2. In step 2 above the data has a linear spline created. I'm not sure about the results of this Python function, I'm guessing that the extrapolating values step is adding records to the data between the smoothed values. In Tableau the only way to do that is with data densification and we can't do that on table calculation results (like the results of the WINDOW_AVG() calculation). Technically we could densify the data prior to step 1 but that means the WINDOW_AVG() calculation has to deal with the densified data and that adds complexity to that step and this step. Doing a linear spline in Tableau would require additional table calculations built on top of the WINDOW_AVG().

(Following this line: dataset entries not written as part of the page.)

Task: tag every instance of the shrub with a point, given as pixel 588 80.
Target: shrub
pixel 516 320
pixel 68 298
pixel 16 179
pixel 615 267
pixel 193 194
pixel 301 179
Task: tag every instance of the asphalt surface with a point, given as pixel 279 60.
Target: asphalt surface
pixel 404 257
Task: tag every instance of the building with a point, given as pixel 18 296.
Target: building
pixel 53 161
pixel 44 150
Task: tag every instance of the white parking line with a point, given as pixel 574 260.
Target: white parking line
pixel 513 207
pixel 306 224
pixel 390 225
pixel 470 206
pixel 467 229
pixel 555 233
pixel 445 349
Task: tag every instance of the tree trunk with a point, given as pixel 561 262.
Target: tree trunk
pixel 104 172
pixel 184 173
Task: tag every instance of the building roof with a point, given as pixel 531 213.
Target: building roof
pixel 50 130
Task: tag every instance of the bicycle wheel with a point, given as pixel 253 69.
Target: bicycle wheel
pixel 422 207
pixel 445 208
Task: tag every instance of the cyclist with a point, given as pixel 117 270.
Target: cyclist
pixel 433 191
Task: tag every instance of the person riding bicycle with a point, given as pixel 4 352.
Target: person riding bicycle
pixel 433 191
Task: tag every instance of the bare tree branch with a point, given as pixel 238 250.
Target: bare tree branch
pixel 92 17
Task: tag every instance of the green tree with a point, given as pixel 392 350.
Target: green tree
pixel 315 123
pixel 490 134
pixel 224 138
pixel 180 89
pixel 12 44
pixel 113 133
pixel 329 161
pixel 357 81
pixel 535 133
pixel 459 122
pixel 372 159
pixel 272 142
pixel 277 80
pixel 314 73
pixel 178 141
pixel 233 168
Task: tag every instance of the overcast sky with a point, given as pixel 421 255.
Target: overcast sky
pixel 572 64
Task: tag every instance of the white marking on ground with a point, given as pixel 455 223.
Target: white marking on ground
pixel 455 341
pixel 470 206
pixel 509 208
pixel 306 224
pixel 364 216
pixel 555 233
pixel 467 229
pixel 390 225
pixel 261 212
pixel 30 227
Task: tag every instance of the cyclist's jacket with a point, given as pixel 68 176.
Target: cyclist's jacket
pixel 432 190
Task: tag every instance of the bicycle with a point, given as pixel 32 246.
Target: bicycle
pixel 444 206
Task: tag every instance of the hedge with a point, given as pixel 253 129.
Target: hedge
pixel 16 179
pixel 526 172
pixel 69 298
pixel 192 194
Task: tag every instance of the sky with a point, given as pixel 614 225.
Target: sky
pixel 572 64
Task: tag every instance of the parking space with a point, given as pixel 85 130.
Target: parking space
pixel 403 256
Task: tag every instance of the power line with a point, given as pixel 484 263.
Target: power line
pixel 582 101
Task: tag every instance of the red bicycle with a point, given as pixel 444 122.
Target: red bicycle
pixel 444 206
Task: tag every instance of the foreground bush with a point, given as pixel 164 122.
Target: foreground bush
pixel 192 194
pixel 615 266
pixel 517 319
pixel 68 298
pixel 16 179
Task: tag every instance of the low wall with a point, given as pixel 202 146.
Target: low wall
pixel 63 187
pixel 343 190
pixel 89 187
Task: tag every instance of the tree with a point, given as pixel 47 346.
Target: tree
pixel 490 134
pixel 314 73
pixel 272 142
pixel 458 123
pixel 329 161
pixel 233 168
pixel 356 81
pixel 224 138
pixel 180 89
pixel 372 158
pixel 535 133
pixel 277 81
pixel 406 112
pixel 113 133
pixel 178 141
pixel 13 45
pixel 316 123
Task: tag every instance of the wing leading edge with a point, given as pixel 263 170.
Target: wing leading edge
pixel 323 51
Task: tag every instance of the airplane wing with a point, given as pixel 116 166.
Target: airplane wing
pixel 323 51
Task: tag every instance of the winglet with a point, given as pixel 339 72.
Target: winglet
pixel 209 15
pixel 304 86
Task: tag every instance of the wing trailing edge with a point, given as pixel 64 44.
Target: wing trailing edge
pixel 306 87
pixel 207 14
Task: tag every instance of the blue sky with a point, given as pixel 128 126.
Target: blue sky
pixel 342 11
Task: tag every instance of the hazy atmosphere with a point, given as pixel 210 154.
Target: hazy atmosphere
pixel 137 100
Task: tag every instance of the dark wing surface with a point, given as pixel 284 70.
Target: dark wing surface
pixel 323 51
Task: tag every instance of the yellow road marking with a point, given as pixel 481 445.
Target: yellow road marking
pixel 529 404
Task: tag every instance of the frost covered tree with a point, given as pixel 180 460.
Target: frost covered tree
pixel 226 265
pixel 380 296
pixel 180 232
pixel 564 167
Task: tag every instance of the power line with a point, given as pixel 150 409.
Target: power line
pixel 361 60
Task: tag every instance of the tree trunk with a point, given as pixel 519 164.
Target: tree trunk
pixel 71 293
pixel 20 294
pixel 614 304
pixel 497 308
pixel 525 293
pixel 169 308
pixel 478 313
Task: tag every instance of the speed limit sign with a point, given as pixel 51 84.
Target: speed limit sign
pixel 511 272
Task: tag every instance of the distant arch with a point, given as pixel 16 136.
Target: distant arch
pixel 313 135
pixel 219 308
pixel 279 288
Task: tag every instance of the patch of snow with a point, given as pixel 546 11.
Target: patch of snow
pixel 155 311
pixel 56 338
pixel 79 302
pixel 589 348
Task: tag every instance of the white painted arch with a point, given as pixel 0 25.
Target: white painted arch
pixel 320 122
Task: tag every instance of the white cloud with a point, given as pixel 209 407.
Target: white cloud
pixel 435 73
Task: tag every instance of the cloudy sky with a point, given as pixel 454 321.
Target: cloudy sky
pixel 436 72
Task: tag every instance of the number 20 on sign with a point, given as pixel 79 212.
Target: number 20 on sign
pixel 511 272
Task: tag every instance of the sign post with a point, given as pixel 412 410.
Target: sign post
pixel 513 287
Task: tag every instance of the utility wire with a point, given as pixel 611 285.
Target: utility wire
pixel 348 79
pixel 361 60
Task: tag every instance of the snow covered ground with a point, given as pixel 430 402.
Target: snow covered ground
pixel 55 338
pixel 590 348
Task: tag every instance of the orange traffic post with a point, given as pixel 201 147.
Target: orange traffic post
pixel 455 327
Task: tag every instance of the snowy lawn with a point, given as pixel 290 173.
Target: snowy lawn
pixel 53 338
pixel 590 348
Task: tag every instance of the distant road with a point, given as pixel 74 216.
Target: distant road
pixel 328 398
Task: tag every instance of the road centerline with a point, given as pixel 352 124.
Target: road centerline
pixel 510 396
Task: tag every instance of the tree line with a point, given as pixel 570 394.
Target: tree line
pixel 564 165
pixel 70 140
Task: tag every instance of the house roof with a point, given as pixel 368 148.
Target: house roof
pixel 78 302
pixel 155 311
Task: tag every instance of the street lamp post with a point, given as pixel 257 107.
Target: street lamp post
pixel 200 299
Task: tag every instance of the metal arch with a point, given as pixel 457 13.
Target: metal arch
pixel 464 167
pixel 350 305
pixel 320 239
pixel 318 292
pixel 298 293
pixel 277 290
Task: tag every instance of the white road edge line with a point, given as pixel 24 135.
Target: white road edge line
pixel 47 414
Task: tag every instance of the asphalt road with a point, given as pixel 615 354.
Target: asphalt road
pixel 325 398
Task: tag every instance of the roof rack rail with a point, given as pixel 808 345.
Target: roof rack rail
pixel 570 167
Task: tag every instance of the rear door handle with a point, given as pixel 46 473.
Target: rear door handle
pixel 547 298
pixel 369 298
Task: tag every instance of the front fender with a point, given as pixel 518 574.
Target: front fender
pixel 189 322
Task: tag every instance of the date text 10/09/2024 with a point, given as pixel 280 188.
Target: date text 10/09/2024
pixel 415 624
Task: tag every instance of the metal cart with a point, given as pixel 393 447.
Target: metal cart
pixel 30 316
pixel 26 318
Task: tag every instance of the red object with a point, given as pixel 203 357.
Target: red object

3. The interpolation/prediction calculation and TTL calculations are certainly adding rows to the data beyond what exists in the data -- creating the data source B. This is not something Tableau does at this time. There are ways we can work around it such as by "re-using" the original records in the data (which is what I did in the funnel plot workbook above) or a second technique where we add one or more dummy records to the data or do a self union that would enable us to (prior to step 1) to further densify the data in Tableau such that we have enough data to do build the forecast. This data prep is sometimes not possible and as I'd mentioned *all* the calculations have to deal with the densified data to accurately return results, plus since this is all done in Tableau at the time of refresh depending on your data volumes it can be memory and/or processor intensive. Also, I'm not 100% sure of the calculation logic used in the array (I'm not that good at reading Python), there are cases of nested iterative computations that are not feasible in Tableau (though they can sometimes be pushed into R using Tableau's R integration).
For any of us to help further we'd most likely need a next level of clarification of exactly what is happening at each step of the Python sample code you gave in order to translate that into Tableau-speak. In addition having intermediate and final outputs of the Python code on a sample data set would be helpful in validating the numbers at each step of the way.